Big Data and Real-time Structured Data Analytics

The emergence of sensors as sources of Big Data highlights the need for real-time analytic tools. Popular web apps like Twitter, Facebook, and blogs are also faced with having to analyze (mostly unstructured) data in near real-time. But as Truviso founder and UC Berkeley CS Professor Michael Franklin recently noted, there are mountains of structured data generated by web apps that lend themselves to real-time analysis:

The information stream driving the data analytics challenge is orders of magnitude larger than the streams of tweets, blog posts, etc. that are driving interest in searching the real-time web. Most tweets, for example, are created manually by people at keyboards or touchscreens, 140 characters at a time. Multiply that by the millions of active users and the result is indeed an impressive amount of information. The data driving the data analytics tsunami, on the other hand, is automatically generated. Every page view, ad impression, ad click, video view, etc. done by every user on the web generates thousands of bytes of log information. Add in the data automatically generated by the underlying infrastructure (CDNs, servers, gateways, etc.) and you can quickly find yourself dealing with petabytes of data.

In our report on Big Data, we listed some tools that can turn SQL data warehouses into real-time intelligence systems. The typical data warehouse usually reports on data that are a day, week, or even a month old. Not every company requires real-time reports, alerts, or exception tracking, but some domains may benefit from dramatically reducing latency. To supplement the typical post-campaign reports generated by traditional (static) data warehouses, advertisers and content providers could track and make adjustments to their campaigns in real-time. Web applications that rely on data generated by sensors (e.g. smart grids, location-aware mobile apps, logistics & supply-chain tracking, environmental sensors) would be able to display reports that are continuously updated in real-time. Web site performance and security reports are also natural candidates for real-time analytics.

If you desire (near) real-time analysis, traditional SQL databases and MapReduce systems are batch-oriented (load all the data, then analyze), and might not be able to deliver the low latency you’re seeking.

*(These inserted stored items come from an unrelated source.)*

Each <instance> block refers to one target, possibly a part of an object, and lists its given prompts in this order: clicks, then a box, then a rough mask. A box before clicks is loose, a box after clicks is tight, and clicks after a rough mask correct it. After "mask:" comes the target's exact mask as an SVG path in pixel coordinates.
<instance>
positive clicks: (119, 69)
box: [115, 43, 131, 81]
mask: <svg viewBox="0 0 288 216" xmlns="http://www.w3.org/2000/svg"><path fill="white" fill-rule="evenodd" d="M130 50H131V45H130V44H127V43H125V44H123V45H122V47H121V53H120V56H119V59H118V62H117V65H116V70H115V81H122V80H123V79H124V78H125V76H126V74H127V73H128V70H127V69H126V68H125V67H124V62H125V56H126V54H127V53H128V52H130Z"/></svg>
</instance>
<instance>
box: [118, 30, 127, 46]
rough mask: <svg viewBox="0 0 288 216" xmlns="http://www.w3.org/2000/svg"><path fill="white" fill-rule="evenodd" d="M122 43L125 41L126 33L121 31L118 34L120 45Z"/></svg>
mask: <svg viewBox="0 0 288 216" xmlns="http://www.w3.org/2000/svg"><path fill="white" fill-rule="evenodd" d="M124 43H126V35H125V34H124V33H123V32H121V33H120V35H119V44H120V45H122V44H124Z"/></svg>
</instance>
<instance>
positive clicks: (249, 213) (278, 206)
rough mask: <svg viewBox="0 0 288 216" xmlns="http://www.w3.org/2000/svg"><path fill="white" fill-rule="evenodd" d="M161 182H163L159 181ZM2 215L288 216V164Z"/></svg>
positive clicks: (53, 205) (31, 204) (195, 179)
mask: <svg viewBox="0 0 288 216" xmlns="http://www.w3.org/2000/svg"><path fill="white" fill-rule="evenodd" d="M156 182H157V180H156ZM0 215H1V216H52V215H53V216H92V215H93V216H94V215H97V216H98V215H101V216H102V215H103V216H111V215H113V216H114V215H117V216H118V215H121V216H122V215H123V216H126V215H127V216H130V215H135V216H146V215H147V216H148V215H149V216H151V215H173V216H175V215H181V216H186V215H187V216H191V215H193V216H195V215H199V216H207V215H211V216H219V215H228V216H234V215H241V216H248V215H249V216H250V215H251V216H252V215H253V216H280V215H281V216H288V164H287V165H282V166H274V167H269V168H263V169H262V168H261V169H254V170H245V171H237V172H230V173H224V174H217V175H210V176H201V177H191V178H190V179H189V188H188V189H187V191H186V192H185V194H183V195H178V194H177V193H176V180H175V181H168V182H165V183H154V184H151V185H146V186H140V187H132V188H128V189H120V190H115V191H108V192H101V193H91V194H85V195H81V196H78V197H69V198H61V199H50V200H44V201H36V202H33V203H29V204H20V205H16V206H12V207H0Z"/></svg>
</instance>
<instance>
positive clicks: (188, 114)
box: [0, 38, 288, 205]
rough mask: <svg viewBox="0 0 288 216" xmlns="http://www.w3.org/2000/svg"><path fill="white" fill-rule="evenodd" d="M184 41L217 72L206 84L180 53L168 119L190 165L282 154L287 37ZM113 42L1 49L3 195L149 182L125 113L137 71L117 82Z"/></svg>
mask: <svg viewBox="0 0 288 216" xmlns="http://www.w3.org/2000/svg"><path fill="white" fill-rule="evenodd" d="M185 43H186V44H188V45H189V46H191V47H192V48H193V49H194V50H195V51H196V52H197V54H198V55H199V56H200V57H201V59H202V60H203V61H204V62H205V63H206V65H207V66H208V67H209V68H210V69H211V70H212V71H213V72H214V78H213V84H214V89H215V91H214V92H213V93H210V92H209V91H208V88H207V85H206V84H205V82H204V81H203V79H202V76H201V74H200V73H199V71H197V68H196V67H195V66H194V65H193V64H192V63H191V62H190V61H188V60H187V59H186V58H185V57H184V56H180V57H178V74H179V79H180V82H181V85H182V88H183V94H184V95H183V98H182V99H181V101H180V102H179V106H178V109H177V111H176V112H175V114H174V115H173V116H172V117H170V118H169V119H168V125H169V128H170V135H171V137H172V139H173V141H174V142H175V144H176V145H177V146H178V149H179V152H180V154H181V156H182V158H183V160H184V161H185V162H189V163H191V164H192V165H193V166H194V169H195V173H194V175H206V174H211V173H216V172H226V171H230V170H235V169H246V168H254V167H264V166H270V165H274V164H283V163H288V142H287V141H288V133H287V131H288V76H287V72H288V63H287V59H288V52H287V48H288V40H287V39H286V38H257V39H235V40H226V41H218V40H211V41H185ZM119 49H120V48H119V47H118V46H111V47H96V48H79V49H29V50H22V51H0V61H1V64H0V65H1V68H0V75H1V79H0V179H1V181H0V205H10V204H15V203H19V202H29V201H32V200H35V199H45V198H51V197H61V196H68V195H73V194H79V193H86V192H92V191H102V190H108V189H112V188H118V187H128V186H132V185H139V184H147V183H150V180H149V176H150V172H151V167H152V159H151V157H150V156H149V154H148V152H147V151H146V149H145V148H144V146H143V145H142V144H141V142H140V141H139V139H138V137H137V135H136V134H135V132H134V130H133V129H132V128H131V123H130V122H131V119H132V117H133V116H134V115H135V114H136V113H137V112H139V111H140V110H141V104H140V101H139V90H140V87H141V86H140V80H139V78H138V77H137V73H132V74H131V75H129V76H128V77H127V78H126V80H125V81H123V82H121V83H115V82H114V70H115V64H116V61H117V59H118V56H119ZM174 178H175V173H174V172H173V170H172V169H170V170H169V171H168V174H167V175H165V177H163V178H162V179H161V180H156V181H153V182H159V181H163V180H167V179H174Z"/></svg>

Fortunately, there are tools that allow structured data sets (such as data warehouses) to be easily analyzed in real-time.

Recognizing that “data is moving until it gets stored”, the idea behind many real-time analytic engines is to start applying the same analytic techniques to moving (streams) and static (stored) data. Truviso separates the processing and analysis of data, and performs both in real-time. End-users and business analysts can access/query real-time data and historical data using SQL: in Truviso’s case the underlying Postgres engine and optimizer have been extended to include an embedded stream processor to handle “live data” in any SQL statement’s FROM clause††. To specify how “live data” is to be processed by a database engine, most real-time analytic vendors provide SQL extensions that allow users to specify the time windows to be analyzed. As data flows continuously into the system, the results of queries involving “live data” are continuously updated in real-time. Leveraging a popular database such as Postgres means structured data warehouses can be ported and made real-time with Truviso.

A major challenge facing stream databases is what do with out-of-order data. Streams are timestamped data sets, and most systems expect data to arrive in the correct time sequence. Unfortunately, things happen when data flows in from multiple sources and it is not uncommon for timestamped data to arrive out-of-order. While some real-time analytic systems simply drop out-of-order data (potentially leading to misleading query results), Truviso has developed algorithms that look for contiguous data and produce query results that correctly handle out-of-order data.

What about real-time analysis of unstructured data? Truviso hasn’t focused on unstructured data, preferring instead to target companies with existing data warehouses. After all, the general notion is that unstructured data doesn’t quite fit into SQL databases like Truviso. But the perception that unstructured data isn’t for relational databases may be changing slightly. Recently, a team at UC Berkeley used a SQL database to perform entity-extraction. They took unstructured text, passed it through a Conditional Random Fields algorithm (coded in SQL), and turned it into structured data.

(†) We recently had the chance to meet with the founders of Truviso. There are many other real-time analytic solutions including streambase and SQLstream.

(††) In Truviso’s system, “live data” or streams can be created (CREATE stream) and accessed in SQL much like static database tables.